I’m a huge bookworm, and I’m always on the hunt for new books to read. Before Circuit Breaker, I visited the library on a regular basis, but I found myself purchasing a lot more books over the last few months due to the libraries being closed. However, it’s definitely an expensive habit to maintain, but it doesn’t have to be. Now that libraries have re-opened, I’m genuinely excited to be able to go back and explore their shelves to see what I can check off my to-read list.
Here are a few of my personal recommendations that you can find at the library, and a couple of tips you may not have known about the borrowing process.
East Asian Fiction
1. Killing Commendatore by Haruki Murakami (2017)
2. A Little Life by Hanya Yanagihara (2015)
3. Botchan by Soseki Natsume (1906)
I’ve always been a fan of fiction, but when I read my first Haruki Murakami novel back in 2012, I was exposed to a new part of the genre that I’ve been hooked on ever since. Since then, I’ve explored several other novels written by Asian authors, but I was truly surprised when I was able to find a large selection in my own neighbourhood library. Almost the entire Murakami collection is available to borrow, including his latest historical fiction work, Killing Commendatore.
Also available is one of my favourite books of all time, A Little Life by Hanya Yanagihara — revolving around the lives of four friends in New York City, this is literally one of the most tragic but best books I have ever read — I borrowed it 4 separate times until I finished reading it. You can also find much older work, such as Botchan by Soseki Natsume, which was originally published in 1906.
1. Superman: The Coming of the Supermen by Neal Adams (2016)
2. The Essential Calvin and Hobbes: A Calvin and Hobbes Treasury by Bill Watterson (1988)
3. X-Men: The Mutant Empire Omnibus by Christopher Golden (2019)
For comic book fans, the library’s got you covered. There’s a huge selection of graphic novels and comic books available, from treasuries of your favourite comic strips like Calvin and Hobbes, to popular superhero classics by Marvel and DC. Apart from comic book compilations, the library also has some standalone comic issues that are usually arranged on the shelves chronologically, but you may have to do some digging to find them.
Tip: Comic books and graphic novels are quick to read, but sometimes you don’t want to make multiple trips to the library just to pick up the next copy. You can borrow up to 16 physical books at a time, with the same extendable 21 day loan period. On top of this, you can also check out up to 16 e-books, to give you a total of 32 loans!
1. 1984 by George Orwell (1949)
2. Slaughterhouse-Five by Kurt Vonnegut (1969)
3. The Great Gatsby by F. Scott Fitzgerald (1926)

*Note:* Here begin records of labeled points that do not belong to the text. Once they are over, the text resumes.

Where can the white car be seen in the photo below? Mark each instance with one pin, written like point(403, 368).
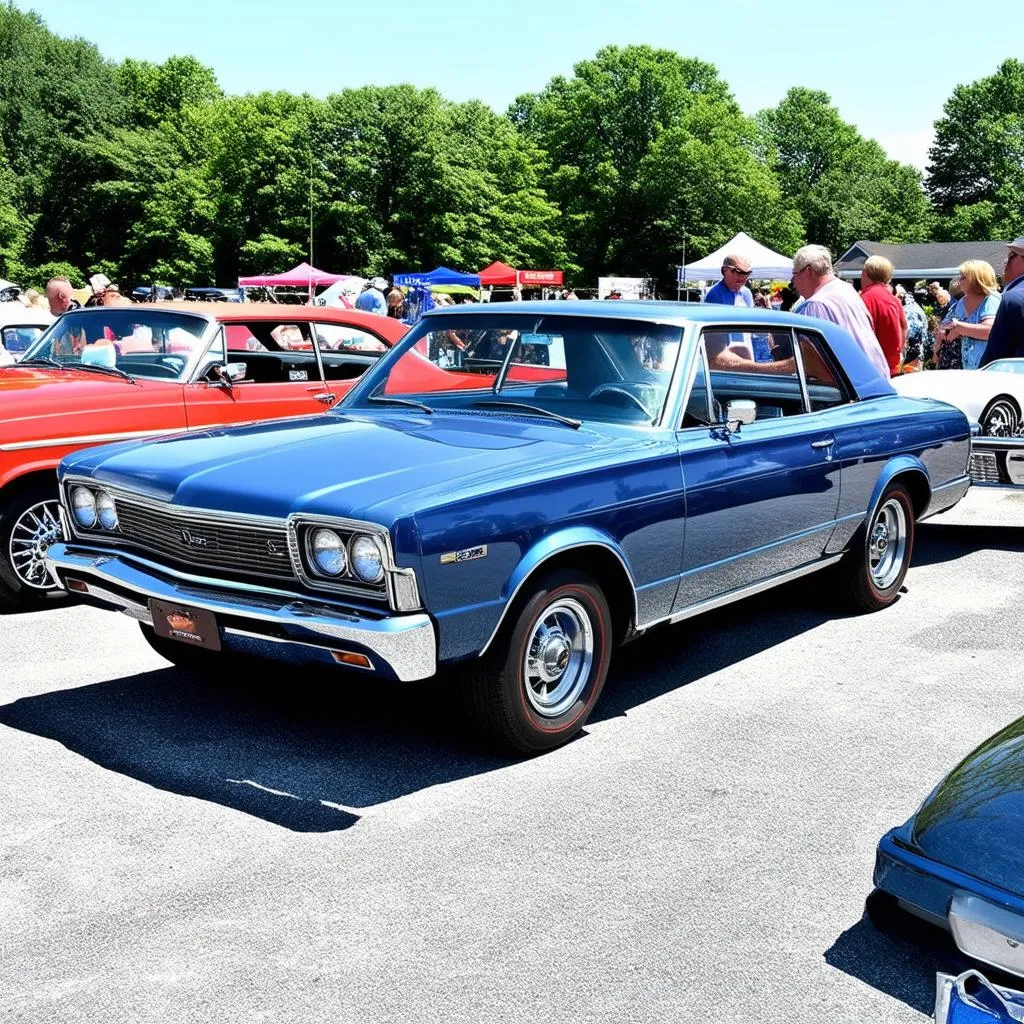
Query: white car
point(19, 327)
point(992, 397)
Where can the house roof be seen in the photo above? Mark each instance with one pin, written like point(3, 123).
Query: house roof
point(922, 259)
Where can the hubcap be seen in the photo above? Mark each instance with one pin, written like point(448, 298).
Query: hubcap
point(1001, 421)
point(36, 528)
point(559, 656)
point(887, 544)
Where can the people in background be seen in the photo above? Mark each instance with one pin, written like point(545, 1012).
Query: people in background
point(887, 314)
point(825, 297)
point(1006, 339)
point(961, 338)
point(919, 340)
point(371, 299)
point(59, 296)
point(732, 290)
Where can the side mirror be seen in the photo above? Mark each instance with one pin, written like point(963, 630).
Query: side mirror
point(739, 412)
point(227, 374)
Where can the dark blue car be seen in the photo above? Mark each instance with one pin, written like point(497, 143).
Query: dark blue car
point(958, 862)
point(513, 491)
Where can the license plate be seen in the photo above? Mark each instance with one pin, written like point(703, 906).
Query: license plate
point(178, 622)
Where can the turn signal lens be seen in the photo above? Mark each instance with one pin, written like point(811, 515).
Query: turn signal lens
point(83, 505)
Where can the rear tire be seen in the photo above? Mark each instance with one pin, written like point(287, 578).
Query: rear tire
point(878, 563)
point(197, 660)
point(540, 682)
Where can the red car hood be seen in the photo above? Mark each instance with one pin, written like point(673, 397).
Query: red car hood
point(38, 402)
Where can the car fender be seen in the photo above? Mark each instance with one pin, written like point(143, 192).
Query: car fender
point(549, 547)
point(897, 466)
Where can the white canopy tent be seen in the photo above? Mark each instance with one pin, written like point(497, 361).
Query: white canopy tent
point(764, 262)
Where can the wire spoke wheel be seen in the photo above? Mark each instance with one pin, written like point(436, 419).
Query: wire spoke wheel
point(887, 544)
point(1000, 420)
point(34, 530)
point(559, 655)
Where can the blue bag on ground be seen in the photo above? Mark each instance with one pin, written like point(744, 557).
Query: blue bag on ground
point(972, 998)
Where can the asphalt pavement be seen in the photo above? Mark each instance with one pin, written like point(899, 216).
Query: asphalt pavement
point(326, 848)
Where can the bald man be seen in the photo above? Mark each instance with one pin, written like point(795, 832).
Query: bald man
point(60, 296)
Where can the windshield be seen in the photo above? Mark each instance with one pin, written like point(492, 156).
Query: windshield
point(154, 343)
point(584, 369)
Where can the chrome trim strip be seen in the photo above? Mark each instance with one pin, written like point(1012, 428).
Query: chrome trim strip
point(739, 594)
point(532, 571)
point(407, 644)
point(122, 435)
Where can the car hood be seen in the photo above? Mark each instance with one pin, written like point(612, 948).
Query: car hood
point(974, 818)
point(376, 467)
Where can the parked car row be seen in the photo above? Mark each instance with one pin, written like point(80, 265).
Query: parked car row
point(503, 495)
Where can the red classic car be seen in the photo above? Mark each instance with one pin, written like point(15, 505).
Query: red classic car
point(115, 373)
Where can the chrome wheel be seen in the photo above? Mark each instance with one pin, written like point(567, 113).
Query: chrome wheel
point(559, 657)
point(34, 530)
point(887, 544)
point(1000, 420)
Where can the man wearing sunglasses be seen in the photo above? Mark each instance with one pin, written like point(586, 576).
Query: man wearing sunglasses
point(732, 290)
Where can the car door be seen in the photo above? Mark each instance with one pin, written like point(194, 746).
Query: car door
point(762, 499)
point(283, 375)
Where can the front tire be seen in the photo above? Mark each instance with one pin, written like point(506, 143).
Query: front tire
point(877, 566)
point(30, 522)
point(539, 684)
point(1001, 418)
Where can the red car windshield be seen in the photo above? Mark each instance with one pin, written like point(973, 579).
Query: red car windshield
point(154, 343)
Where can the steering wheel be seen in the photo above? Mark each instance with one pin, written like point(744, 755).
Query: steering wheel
point(610, 388)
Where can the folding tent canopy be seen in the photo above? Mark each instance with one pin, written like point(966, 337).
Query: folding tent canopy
point(764, 262)
point(439, 275)
point(302, 275)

It’s no surprise that the library has a selection of classic literature available, and if you skimmed through these novels while you were in school, now may be the time to give them another chance. The last book ever written by George Orwell, 1984 is a dystopian novel revolving around a futuristic time where mass surveillance is the norm, with Big Brother always watching.
Although these novels are now considered some of the best works of all time, it’s a pity that The Great Gatsby wasn’t truly appreciated until after the author’s death. When Fitzgerald died at the beginning of World War II, he believed that he was a failure due to how poorly the book had initially sold, but it went through a huge revival during the war, leading to its inclusion in high school literature syllabi and the several stage and film adaptations most of us have seen today.
Tip: If a popular book has been borrowed by someone else, you can make a reservation through the NLB Mobile App or on their website so you can be notified and pick up your selection at your chosen NLB branch, for a small fee of $1.55.
1. Adobe Photoshop Elements 2019: Classroom in a Book by Jeff Carlson (2019)
2. A Smarter Way to Learn HTML & CSS: Learn It Faster by Mark Myers (2015)
3. Tabletop Game Design for Video Game Designers by Ethan Ham (2016)
The library also has a pretty decent selection of useful how-to books, including a range of Adobe training workbooks that I wish I had when I was relying on YouTube tutorials and playing around with Creative Cloud. If you’re looking to start a new hobby or learn a new skill, instead of subscribing to expensive online classes and apps, try going old-school with a book that could get you started.
Tip: Not all books are available at every library, so look through the NLB online catalogue to find what you’re looking for. You can search by title, author and simple keywords, but you can also look specifically within your library of choice to see if they have what you need.